Well, the baking soda explains it then. I still think "digestive" is a quite unappetizing name. I mean, who cares if it aides in digestion? It's a damn cookie. When I eat McVitie's, I don't notice myself digesting food any better than when I don't eat McVitie's. Anyway, interestin' stuff.


----------



## darren (Nov 6, 2006)

Hey, when did the poll magically appear?

I'm always the last to know.


----------



## Naren (Nov 6, 2006)

darren said:


> Hey, when did the poll magically appear?
> 
> I'm always the last to know.



'Bout 2 days ago, Mr. Slow poke.


----------



## metalfiend666 (Nov 6, 2006)

Where's the "both" option?


----------



## nitelightboy (Nov 6, 2006)

Heres my answer, but there wasn't a selection for it....
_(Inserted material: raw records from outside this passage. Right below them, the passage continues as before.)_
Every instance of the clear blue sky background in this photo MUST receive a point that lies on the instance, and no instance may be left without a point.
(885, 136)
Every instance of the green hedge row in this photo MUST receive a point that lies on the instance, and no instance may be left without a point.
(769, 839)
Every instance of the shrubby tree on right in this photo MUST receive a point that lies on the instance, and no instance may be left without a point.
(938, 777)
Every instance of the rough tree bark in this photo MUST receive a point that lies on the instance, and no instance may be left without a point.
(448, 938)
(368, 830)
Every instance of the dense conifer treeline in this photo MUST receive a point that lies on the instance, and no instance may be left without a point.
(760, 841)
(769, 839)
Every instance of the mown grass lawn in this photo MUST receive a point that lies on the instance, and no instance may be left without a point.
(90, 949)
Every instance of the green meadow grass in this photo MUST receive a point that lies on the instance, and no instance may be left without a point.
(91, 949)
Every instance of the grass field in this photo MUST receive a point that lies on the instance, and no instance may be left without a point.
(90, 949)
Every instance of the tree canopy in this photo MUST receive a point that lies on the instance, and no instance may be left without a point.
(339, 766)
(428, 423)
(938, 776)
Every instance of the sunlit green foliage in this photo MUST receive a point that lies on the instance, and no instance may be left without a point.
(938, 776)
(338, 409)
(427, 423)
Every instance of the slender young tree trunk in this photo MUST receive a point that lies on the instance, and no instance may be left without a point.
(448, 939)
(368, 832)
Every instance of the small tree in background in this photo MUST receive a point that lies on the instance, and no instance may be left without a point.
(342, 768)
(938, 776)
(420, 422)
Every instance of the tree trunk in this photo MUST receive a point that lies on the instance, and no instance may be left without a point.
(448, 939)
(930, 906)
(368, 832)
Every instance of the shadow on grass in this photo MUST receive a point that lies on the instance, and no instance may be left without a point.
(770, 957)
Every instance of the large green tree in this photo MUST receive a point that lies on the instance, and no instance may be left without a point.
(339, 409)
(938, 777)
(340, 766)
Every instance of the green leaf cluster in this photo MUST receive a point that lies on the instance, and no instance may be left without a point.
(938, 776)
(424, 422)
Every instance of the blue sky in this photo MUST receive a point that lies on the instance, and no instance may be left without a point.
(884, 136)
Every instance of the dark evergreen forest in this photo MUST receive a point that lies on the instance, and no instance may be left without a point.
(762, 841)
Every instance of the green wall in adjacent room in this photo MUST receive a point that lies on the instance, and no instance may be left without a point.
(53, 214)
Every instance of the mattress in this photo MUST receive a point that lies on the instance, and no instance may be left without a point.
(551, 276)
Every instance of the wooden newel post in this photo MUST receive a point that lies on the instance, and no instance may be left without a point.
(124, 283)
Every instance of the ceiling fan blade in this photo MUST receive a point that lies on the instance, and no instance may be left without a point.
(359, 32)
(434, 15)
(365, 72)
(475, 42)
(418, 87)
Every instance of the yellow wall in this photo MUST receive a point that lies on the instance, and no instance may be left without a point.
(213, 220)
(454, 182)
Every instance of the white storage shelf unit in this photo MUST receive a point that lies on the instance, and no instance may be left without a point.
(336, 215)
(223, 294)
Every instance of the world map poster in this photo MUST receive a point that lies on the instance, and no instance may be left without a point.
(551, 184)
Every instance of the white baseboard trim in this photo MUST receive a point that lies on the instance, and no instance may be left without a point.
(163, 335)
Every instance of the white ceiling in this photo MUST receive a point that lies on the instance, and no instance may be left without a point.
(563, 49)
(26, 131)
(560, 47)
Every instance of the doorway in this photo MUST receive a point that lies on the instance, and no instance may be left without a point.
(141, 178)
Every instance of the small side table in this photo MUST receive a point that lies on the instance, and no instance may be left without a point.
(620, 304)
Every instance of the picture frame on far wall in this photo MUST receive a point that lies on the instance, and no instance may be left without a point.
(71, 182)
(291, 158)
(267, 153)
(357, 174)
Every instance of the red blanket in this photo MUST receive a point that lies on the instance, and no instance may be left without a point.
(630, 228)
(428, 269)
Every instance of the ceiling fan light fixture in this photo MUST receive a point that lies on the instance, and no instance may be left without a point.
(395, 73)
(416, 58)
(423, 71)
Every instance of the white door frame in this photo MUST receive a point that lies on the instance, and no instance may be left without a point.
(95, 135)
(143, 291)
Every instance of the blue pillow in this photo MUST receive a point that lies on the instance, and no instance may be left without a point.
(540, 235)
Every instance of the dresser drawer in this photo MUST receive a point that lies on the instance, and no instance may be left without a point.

A good ol' country biscuit with sausage gravy on top of a fine Latina whore with big jugglies and back door, with some extra sausage gravy on her biscuit....yum


----------



## Your Majesty (Nov 6, 2006)

Wait a minute.... I had started a poll as such, but didn't complete it and deleted the thread... o I thought. However, what is more concerning to me is that the listing I had writen was not what is listed here and was changed and not by me. I would never write whore or biscuits?

This is not cool guys.

Can one of the Mods please close this thread as it is clearly not my intent to post the above mentioned. Thank you


----------



## Vince (Nov 6, 2006)

1) Sure I'll close the thread.

2) I think half the site is gay, how the fuck did "whores" not win this?


----------